Continuous evolution
As Glyman talked to CFOs, a bigger picture emerged. “We’d see these finance teams using on average 20 to 30 different tools, and none of them had a full view of what they were spending,” he says. The large collections of software systems made it time-consuming for CFOs to close their books at the end of every month, while the lack of transparency into spending became a breeding ground for waste. “It seemed that the bigger companies got, the more waste crept in,” he says. “It was Kafka-esque.”
Ramp set its sights on addressing this inefficiency. Towards the end of the company’s first year, three engineers and one designer huddled together for three months to build bill payment software. Shortly after that, a team developed a system for corporate procurement, so that CFOs could process their spending on everything from office furniture to software subscriptions on Ramp’s platform. These features provided Ramp’s intelligence engine with more spending data to analyze, helping customers identify, for instance, when their software licenses were being underutilized or duplicate subscriptions for databases had been purchased. A few months later, Ramp acquired Buyer, a negotiation platform that analyzes data on big-ticket purchases such as annual software contracts, in order to save businesses money.
Ramp continues to expand. It recently jumped into cash management with Ramp Treasury, a new solution that allows customers to earn more on their operating cash and also pay their bills quickly and easily. “We compete with a lot of businesses that are addicted to their form factor, whether it’s a credit card company, a bill payment company, an expense management company, or a travel services company,” says Glyman. “Our goal isn’t any particular product. It’s to really understand and improve the workflow of customers.”
“Ramp is redefining what’s possible for finance teams. Their relentless focus on automation and efficiency doesn’t just save companies money—it transforms how they operate. We backed Eric, Karim and the team because they don’t just build great products; they rethink how a business should operate” notes Seth Rosenberg, general partner at Greylock and investor in Ramp.
Keeping a high talent vector at scale
From the start, Ramp’s pace has been dizzying. In under three years, the company hit $100 million in annualized revenue. It now has over 1,000 employees and 30,000 customers using its platform, from small businesses to large enterprises.

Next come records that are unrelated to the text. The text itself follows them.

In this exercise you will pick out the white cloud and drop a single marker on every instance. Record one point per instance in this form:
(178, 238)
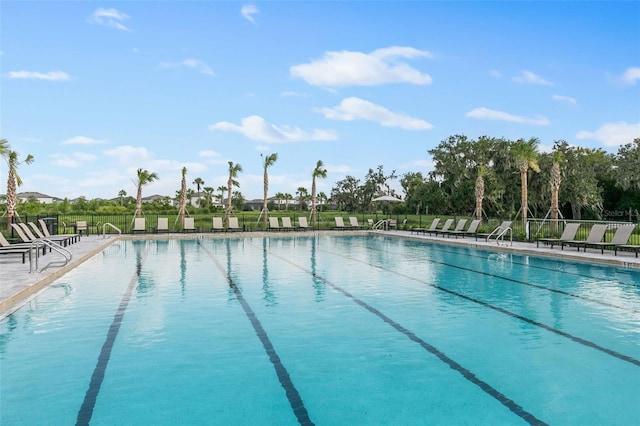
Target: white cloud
(81, 140)
(529, 77)
(257, 129)
(110, 18)
(631, 76)
(351, 109)
(51, 75)
(248, 11)
(345, 68)
(196, 64)
(489, 114)
(613, 134)
(128, 154)
(565, 99)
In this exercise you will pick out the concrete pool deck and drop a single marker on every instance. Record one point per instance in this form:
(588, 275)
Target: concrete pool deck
(18, 285)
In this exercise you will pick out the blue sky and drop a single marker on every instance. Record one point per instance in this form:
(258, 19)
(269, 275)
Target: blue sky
(96, 90)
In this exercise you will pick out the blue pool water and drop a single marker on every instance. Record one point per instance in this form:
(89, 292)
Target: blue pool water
(326, 330)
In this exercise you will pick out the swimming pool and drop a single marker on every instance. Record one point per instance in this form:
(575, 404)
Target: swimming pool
(324, 330)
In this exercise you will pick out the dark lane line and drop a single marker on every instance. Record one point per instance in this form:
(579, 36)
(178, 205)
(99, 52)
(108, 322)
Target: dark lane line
(86, 410)
(283, 375)
(513, 280)
(501, 310)
(544, 268)
(467, 374)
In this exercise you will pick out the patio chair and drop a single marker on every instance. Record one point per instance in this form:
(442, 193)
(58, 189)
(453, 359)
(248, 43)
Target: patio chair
(71, 238)
(233, 224)
(189, 225)
(568, 234)
(445, 227)
(595, 236)
(303, 224)
(434, 225)
(163, 225)
(459, 227)
(353, 221)
(286, 224)
(274, 224)
(217, 225)
(621, 237)
(139, 225)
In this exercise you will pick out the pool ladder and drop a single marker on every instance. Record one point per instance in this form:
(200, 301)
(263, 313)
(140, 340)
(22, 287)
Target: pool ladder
(39, 243)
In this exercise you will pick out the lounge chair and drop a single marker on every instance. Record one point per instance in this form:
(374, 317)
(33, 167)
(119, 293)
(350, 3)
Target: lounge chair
(20, 248)
(595, 236)
(72, 238)
(233, 224)
(303, 224)
(445, 228)
(353, 221)
(501, 229)
(139, 225)
(459, 227)
(620, 237)
(340, 223)
(568, 234)
(217, 225)
(274, 224)
(433, 226)
(188, 225)
(471, 230)
(286, 224)
(163, 225)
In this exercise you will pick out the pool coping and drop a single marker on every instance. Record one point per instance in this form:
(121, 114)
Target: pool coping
(26, 292)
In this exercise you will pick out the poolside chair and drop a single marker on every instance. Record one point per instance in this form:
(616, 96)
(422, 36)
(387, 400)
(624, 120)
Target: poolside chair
(234, 225)
(340, 223)
(139, 225)
(445, 227)
(353, 222)
(471, 230)
(595, 236)
(274, 224)
(303, 224)
(434, 225)
(286, 224)
(497, 232)
(217, 225)
(19, 248)
(72, 238)
(459, 227)
(568, 234)
(621, 237)
(188, 225)
(163, 225)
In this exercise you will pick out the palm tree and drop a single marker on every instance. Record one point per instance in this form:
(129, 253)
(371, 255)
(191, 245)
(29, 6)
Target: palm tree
(183, 196)
(143, 178)
(526, 155)
(319, 172)
(556, 180)
(479, 192)
(13, 180)
(234, 169)
(302, 195)
(268, 161)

Glyman believes this has only been possible because of Ramp’s unique way of assessing talent. Ramp looks for a strong cultural alignment and for people whose abilities don’t always fit the mold. He refers to this as “finding the black sheep” and it’s a core philosophy for the company. “Extraordinary talent often hides in unexpected places,” Glyman says. “Finding them requires a willingness to look beyond resumes, see things differently, and identify someone’s strengths not their flaws.”
Ramp tries to match these hires to very clearly scoped roles. “We write unreasonably short job descriptions and make it easy to assess someone’s performance on the one metric that truly matters for the role.”

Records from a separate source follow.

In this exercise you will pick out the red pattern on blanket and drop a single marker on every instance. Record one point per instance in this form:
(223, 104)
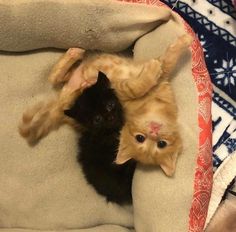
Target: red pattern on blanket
(204, 170)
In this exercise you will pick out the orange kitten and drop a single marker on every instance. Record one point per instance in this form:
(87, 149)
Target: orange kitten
(151, 133)
(142, 88)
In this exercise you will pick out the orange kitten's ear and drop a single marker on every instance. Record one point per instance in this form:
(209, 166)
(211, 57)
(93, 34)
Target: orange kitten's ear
(121, 158)
(169, 164)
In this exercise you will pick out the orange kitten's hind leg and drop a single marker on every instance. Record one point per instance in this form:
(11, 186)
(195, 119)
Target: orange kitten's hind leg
(60, 72)
(173, 54)
(136, 87)
(40, 120)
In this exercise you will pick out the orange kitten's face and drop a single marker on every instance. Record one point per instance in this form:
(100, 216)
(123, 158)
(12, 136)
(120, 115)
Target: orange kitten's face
(152, 138)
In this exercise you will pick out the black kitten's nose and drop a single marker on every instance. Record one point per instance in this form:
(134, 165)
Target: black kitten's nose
(111, 118)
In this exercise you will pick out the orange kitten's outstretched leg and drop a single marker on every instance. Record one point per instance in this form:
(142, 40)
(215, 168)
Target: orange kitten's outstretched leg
(60, 70)
(39, 120)
(173, 54)
(136, 87)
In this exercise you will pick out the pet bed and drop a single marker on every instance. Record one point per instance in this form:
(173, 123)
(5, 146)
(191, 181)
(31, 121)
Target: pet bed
(42, 187)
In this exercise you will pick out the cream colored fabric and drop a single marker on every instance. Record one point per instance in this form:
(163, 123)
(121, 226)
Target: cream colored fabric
(43, 187)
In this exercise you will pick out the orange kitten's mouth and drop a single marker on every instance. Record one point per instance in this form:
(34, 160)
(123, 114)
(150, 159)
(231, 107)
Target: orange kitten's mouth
(154, 128)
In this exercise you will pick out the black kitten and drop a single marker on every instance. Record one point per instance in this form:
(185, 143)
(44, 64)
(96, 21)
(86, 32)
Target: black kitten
(100, 113)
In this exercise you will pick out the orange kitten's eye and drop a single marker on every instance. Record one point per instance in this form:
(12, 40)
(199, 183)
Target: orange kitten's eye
(140, 138)
(161, 144)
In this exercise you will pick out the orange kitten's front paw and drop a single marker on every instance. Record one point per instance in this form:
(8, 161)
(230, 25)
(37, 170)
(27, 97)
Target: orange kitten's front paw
(36, 123)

Culturally, Ramp looks for employees who are “kind.” It sounds hokey, but Glyman points to kindness as an essential character trait for productive, fast-moving teams. “Smart, determined people are the lifeblood of startups, but these individuals often think they’re always right, leading to disagreements. Kind people resolve these conflicts by uplifting, not outsmarting,” Glyman explains. “More interesting things happen when the goal is not to outsmart.” It’s a philosophy that’s gone a long way toward helping Ramp best rivals in the hypercompetitive fintech industry.